Wortzman Nickle at the Osgoode Short Course on Obtaining, Producing and Presenting Electronic Evidence
This year, Wortzman Nickle presented on three separate topics at the Osgoode course on Electronic Evidence, held in Toronto on January 24th and 25th.
Chuck Rothman and Karen Groulx of Pallett Valo LLP presented the “Admissibility of Electronic Evidence”. The unique properties of digital information compared to its paper counterpart were explored, and the speakers emphasized that admissibility needs to be considered from the start – a misunderstanding regarding the process that created the electronically stored information may ultimately render the information inadmissible.
Chuck and Karen also discussed social networks and cloud computing, and how they may impact electronic discovery. The growth of social networking in the corporate environment is becoming exponential – when was the last time you saw an ad that didn’t ask you to visit the company’s Facebook page? The use of cloud computing is also growing at a substantial rate, with some predictions suggesting that most electronically stored information will be stored “in the cloud” in ten years. Although these technologies will change how electronic discovery is conducted, the basic tenants will remain the same – electronic discovery is still discovery, with the same legal considerations. Only the techniques are different.
Susan Wortzman and Susan Nickle explored “Obtaining Relevant Electronic Evidence”, with a focus on how to defensibly obtain such information first from one’s own client, and then from opposing parties. One of the key issues raised by lawyers in the audience was how to properly cooperate with opposing counsel when he/she refuses to participate in the discovery plan/meet and confer process. While this lack of collaboration (regrettably) continues to be a problem, there are ways to protect your own client. In such circumstances, Susan Wortzman recommends drafting your own client’s discovery plan and sending it to the other side. By failing to respond, counsel may tacitly approve the plan.
As conference season is now in full swing, you can expect to see reports from a number of pending conferences, including Legal Tech New York 2011, in the coming weeks.

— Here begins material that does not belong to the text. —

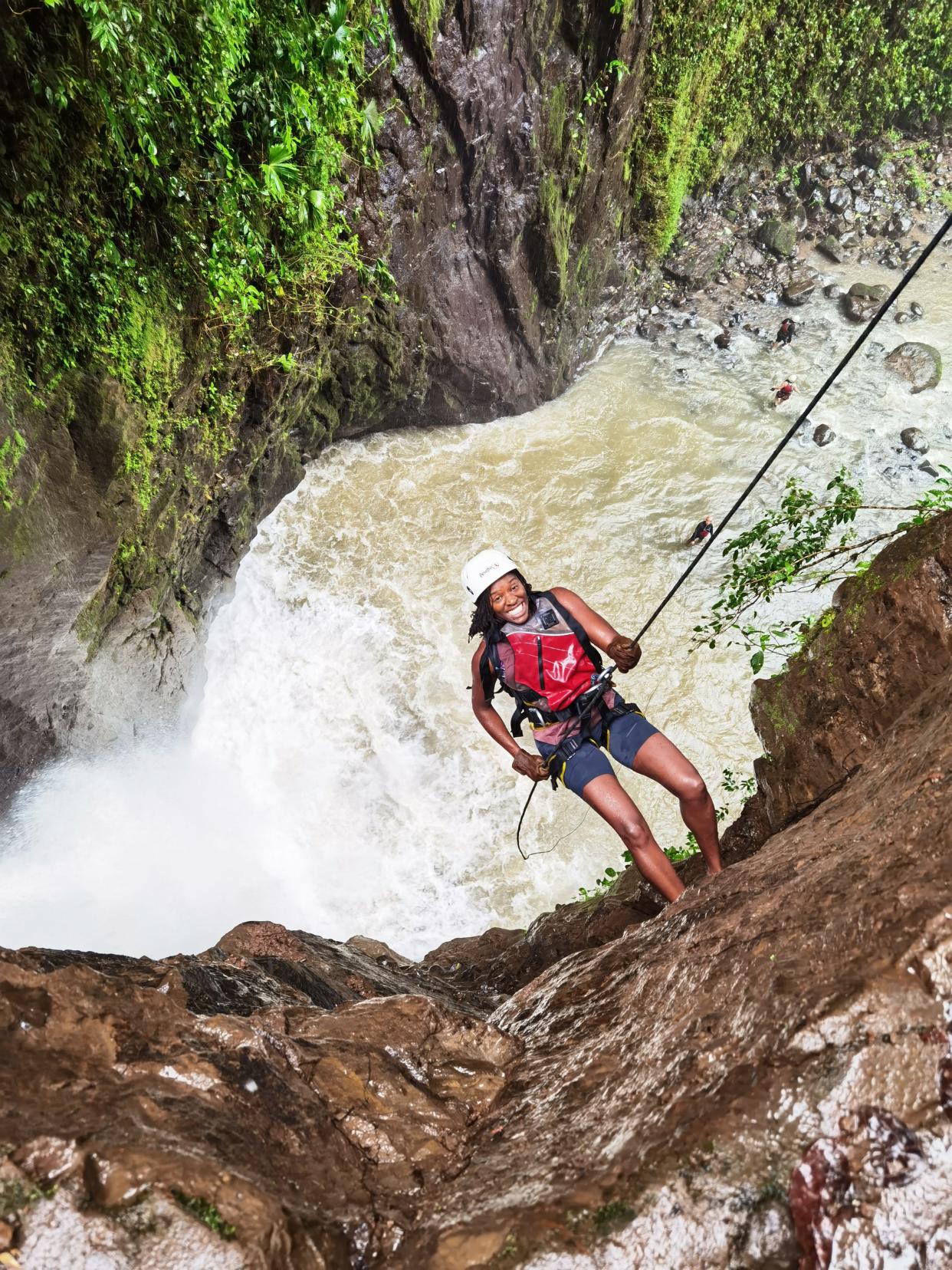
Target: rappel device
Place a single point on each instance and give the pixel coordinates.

Justice Paul Grimm has released his decision in Victor Stanley II, confirming that severe spoliation sanctions are escalating in the United States.
In this unfair competition action, the defendant’s president, Mark Pappas, was accused of destroying (directly and indirectly) thousands of emails relevant to the case and of intentionally deleting relevant electronically stored information from his computer the night prior to its discovery. For good measure, Pappas also ran ‘”defragging” software. He alleged that the emails had been moved to a deleted items folder for “storage purposes”. The court rejected his story, calling Pappas’ conduct “clearly contemptuous”.
The court entered a permanent injunction and default judgment regarding the liability against the defendant with respect to the plaintiff’s copyright claim. However, the balance of the claims were permitted to proceed, as the court held the plaintiff had yet to prove irreparable or substantial prejudice.
The plaintiff was held to be entitled to its legal fees and costs related to the spoliation, violations of court orders relating to discovery, and the plaintiff’s seeking of sanctions. As a result, Pappas was ordered to “be imprisoned for a period not to exceed two years, unless and until he pays to the plaintiff the attorney’s fees and costs that will be awarded.” These costs were substantial at $1,049,850.04.
This must-read case will be to 2011 what the Pension Committee case was to 2010. Of particular interest is the 12 page chart drafted by the court that provides spoliation sanctions by court circuit to assist counsel in avoiding similar results. It’s only the third week of January. Stay tuned.
In the U.S., many lawyers are calling 2010 “the year of e-discovery sanctions”. There were more sanctions and parties cited for failing to adequately respond to e-discovery requests than in any previous year. The costs associated with e-discovery are also growing at an exponential rate. As a result, corporate counsel are starting to realise that the costs and risks associated with scrambling to locate and organize e-discovery evidence after litigation strikes are just too high.
In Canada, things are not (yet) as daunting as in the U.S. Canadian courts are opting to be more proactive, changing rules and adopting the Sedona Canada Principles to direct counsel down the right e-discovery path from the outset. However, the courts are making it clear that they will not tolerate parties who fail to properly address e-discovery processes.
So what’s the solution? According to a Forbes report, e-discovery needs to treated as a standard business process, like legal, corporate governance, HR, and IT, and not as a project that is kicked off on an as-needed basis.
As we emerge from the most recent recession with its associated financial restraints, this idea may sound too expensive to deal with at the moment. However, as the Forbes article suggests, companies should see this it as an opportunity to introduce cost savings into the organization, by changing the current corporate culture so that employees understand how their role is governed by and influences e-discovery requirements.
A side effect of this corporate wide ESI management revolution is that IT will end up spending much less time and money managing digital information, and employees will see a dramatic reduction in the time it takes to find the information they need to do their job. The cost savings from this alone will more than offset any expense due to corporate training and auditing.
In 2011, transform your corporation’s e-discovery approach from a tactical search and rescue mission into a strategic business function.